Foto: Reprodução
Um estudo detalhado de nove pacientes alemães com Covid-19 indica que o novo coronavírus é transmitido com muita facilidade na fase inicial da doença, quando os sintomas são leves e às vezes nem incluem febre. A análise, que acaba de ser publicada no site da revista científica Nature, reforça a importância de barrar o contato entre pessoas com quaisquer sintomas e a população em geral para retardar o avanço da doença.
O estudo foi coordenado por Christian Drosten, do Charité Universitätsmedizin Berlin, um dos mais importantes hospitais universitários da Europa. Drosten e seus colegas acompanharam os pacientes a partir do fim de janeiro de 2020, quando a primeira onda de casos da Covid-19 foi detectada em Munique. Todos os doentes foram acompanhados no mesmo hospital da cidade, capital do estado da Baviera (sul da Alemanha).
De modo geral, o grupo de pacientes teve manifestações brandas da doença, com sintomas como febre, tosse, dor de cabeça e, mais raramente, sinusite e diarreia. Um deles não manifestou sintoma algum, enquanto dois chegaram a ficar com pneumonia.
Os cientistas conseguiram monitorar regularmente a presença de material genético do vírus, de vírus inteiros e de anticorpos produzidos pelo organismo dos pacientes para tentar neutralizar o invasor. Extraíram amostras do nariz e da garganta (por meio de esfregaços com algodão), do sangue, da urina e das fezes dos doentes.
O resultado principal dessa bateria de análises foi a constatação de que há um pico de produção do vírus no organismo nos primeiros cinco dias de sintomas, com uma concentração do parasita nas vias respiratórias superiores (nariz, garganta etc.). Também havia grande quantidade do vírus em amostras de escarro, o que significa que ele também é capaz de “descer” rumo aos pulmões, conforme indicado pelos casos de pneumonia desencadeados pelo Sars-CoV-2, causador da doença.
Foi possível calcular até a quantidade bruta dos vírus em cada amostra. Um único esfregaço continha, em média, 676 mil cópias do material genético do vírus (composto por RNA, a molécula “prima” do DNA) durante os cinco dias iniciais de manifestação dos sintomas. Nos dias seguintes da doença, esse número caiu para 344 mil cópias do RNA viral. A presença de vírus capazes de infectar outras pessoas só decaiu após o oitavo dia de sintomas.
A análise genética também foi capaz de detectar mutações no vírus quase em tempo real. Em determinado dia, por exemplo, os vírus obtidos a partir de esfregaços da garganta e do escarro de um paciente tinham o mesmo genoma; dias depois, os vírus presentes no escarro mantinham o material genético antigo, enquanto os da garganta já tinham sofrido mutação de uma “letra” química de RNA, o que reforça a ideia de que o vírus estava se multiplicando intensamente nas vias respiratórias superiores (afinal, é nesse processo de multiplicação que as alterações genéticas acabam aparecendo).
Uma possível boa notícia oriunda das análises é que o grupo não conseguiu detectar o Sars-CoV-2 no sangue e na urina dos pacientes alemães, e as fezes, embora contivessem grandes quantidades de material genético viral, não abrigavam a forma do vírus com capacidade de replicação (reprodução). Dos nove pacientes, quatro também tiveram perda temporária do olfato e do paladar, outro efeito relativamente comum da Covid-19, conforme têm mostrado outros relatos.
Além de reforçar a importância do confinamento, os dados trazem indicações importantes para o trabalho dos hospitais e para o desenvolvimento de vacinas.
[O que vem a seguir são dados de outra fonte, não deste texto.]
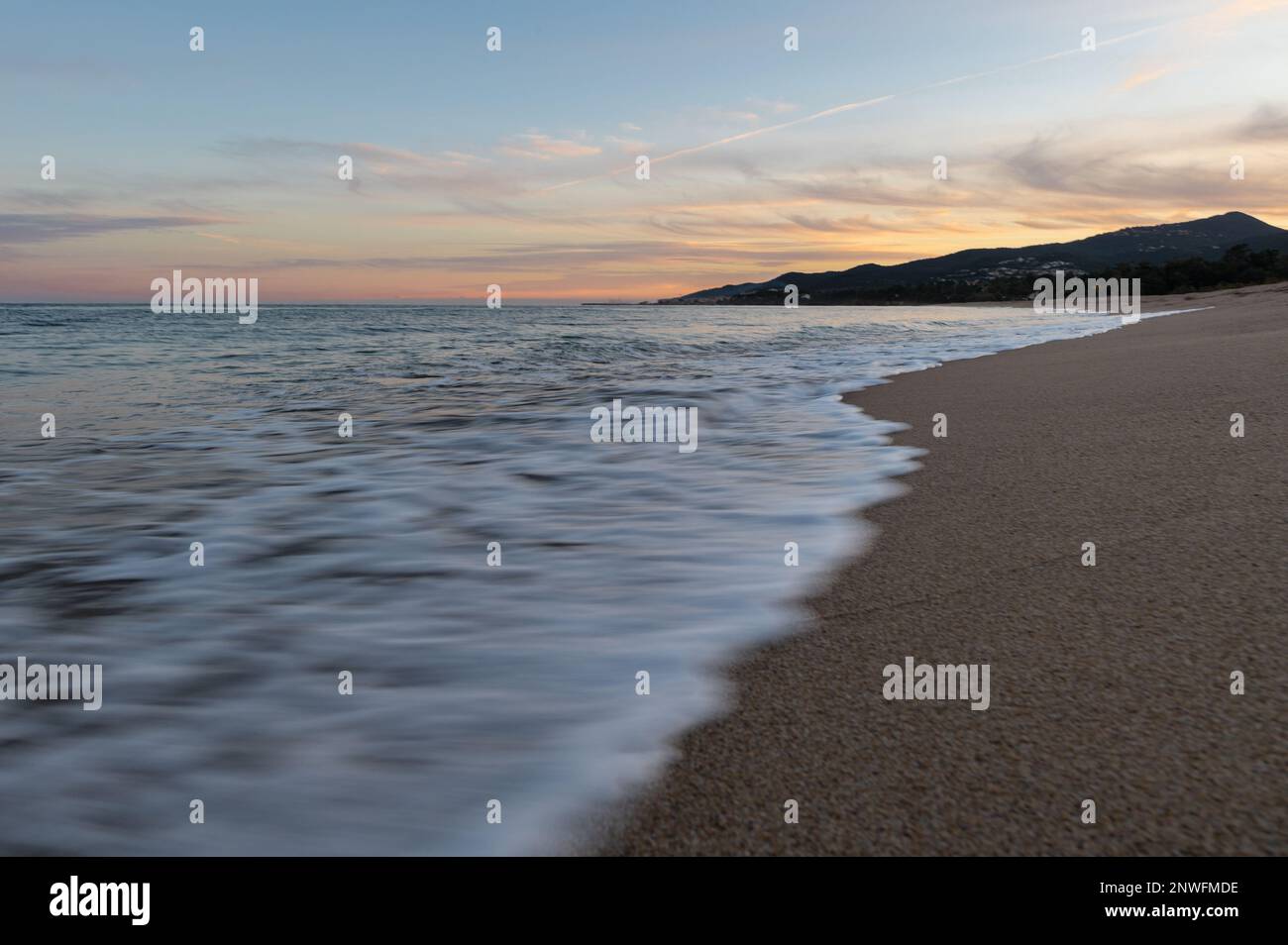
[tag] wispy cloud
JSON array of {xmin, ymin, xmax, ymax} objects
[{"xmin": 0, "ymin": 214, "xmax": 232, "ymax": 245}]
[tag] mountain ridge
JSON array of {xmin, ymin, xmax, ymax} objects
[{"xmin": 658, "ymin": 210, "xmax": 1288, "ymax": 305}]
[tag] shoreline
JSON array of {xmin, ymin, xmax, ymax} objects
[{"xmin": 588, "ymin": 283, "xmax": 1288, "ymax": 855}]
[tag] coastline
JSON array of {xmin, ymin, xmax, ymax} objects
[{"xmin": 591, "ymin": 283, "xmax": 1288, "ymax": 855}]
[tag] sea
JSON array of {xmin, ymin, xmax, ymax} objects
[{"xmin": 0, "ymin": 304, "xmax": 1179, "ymax": 856}]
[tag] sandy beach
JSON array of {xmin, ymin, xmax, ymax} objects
[{"xmin": 600, "ymin": 284, "xmax": 1288, "ymax": 855}]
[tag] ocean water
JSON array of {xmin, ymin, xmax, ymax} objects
[{"xmin": 0, "ymin": 305, "xmax": 1169, "ymax": 855}]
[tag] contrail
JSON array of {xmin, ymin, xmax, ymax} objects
[{"xmin": 537, "ymin": 21, "xmax": 1181, "ymax": 193}]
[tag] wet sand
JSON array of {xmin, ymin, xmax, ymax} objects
[{"xmin": 597, "ymin": 284, "xmax": 1288, "ymax": 855}]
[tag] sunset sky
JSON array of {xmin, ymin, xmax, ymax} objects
[{"xmin": 0, "ymin": 0, "xmax": 1288, "ymax": 304}]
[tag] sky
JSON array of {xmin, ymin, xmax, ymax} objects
[{"xmin": 0, "ymin": 0, "xmax": 1288, "ymax": 304}]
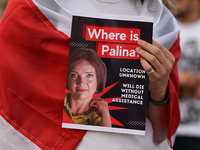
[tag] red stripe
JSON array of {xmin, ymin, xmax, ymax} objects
[
  {"xmin": 167, "ymin": 34, "xmax": 181, "ymax": 148},
  {"xmin": 0, "ymin": 0, "xmax": 86, "ymax": 150}
]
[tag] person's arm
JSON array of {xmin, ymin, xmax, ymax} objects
[
  {"xmin": 136, "ymin": 40, "xmax": 178, "ymax": 143},
  {"xmin": 90, "ymin": 97, "xmax": 111, "ymax": 127}
]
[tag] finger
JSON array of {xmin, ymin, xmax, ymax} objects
[
  {"xmin": 138, "ymin": 40, "xmax": 167, "ymax": 63},
  {"xmin": 153, "ymin": 40, "xmax": 173, "ymax": 59}
]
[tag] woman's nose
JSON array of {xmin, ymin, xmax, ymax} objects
[{"xmin": 78, "ymin": 76, "xmax": 86, "ymax": 84}]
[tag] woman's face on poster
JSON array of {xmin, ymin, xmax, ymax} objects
[{"xmin": 68, "ymin": 60, "xmax": 97, "ymax": 100}]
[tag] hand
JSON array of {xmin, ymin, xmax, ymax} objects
[
  {"xmin": 90, "ymin": 97, "xmax": 112, "ymax": 127},
  {"xmin": 179, "ymin": 71, "xmax": 200, "ymax": 97},
  {"xmin": 136, "ymin": 40, "xmax": 175, "ymax": 101}
]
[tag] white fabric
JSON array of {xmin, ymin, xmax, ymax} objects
[
  {"xmin": 177, "ymin": 20, "xmax": 200, "ymax": 138},
  {"xmin": 31, "ymin": 0, "xmax": 179, "ymax": 150},
  {"xmin": 0, "ymin": 116, "xmax": 41, "ymax": 150},
  {"xmin": 0, "ymin": 0, "xmax": 179, "ymax": 150}
]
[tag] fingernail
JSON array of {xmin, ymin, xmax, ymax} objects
[
  {"xmin": 137, "ymin": 39, "xmax": 142, "ymax": 44},
  {"xmin": 136, "ymin": 47, "xmax": 141, "ymax": 51}
]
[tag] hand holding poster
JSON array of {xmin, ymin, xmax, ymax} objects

Numa situação em que os sistemas de saúde do mundo ameaçam colapsar, a análise dos pacientes alemães sugere que, no décimo dia após o início dos sintomas, quase não há mais potencial para a transmissão do vírus, o que permitiria a liberação desses pacientes com relativa segurança (desde que não sofram complicações).
Além disso, foi possível acompanhar passo a passo a formação de anticorpos contra o vírus. Metade dos pacientes tinham desenvolvido boa quantidade de anticorpos no sétimo dia após o início da doença, e todos tinham chegado a esse estágio 14 dias após as primeiras febres e episódios de tosse. Não houve correlação clara, entretanto, entre a quantidade de anticorpos e a duração da doença. Em vez disso, os anticorpos levaram a uma diminuição lenta e constante do vírus no organismo.
Portanto, dizem os pesquisadores, seria interessante que uma futura vacina desencadeasse uma produção forte de anticorpos logo de cara para ter eficácia.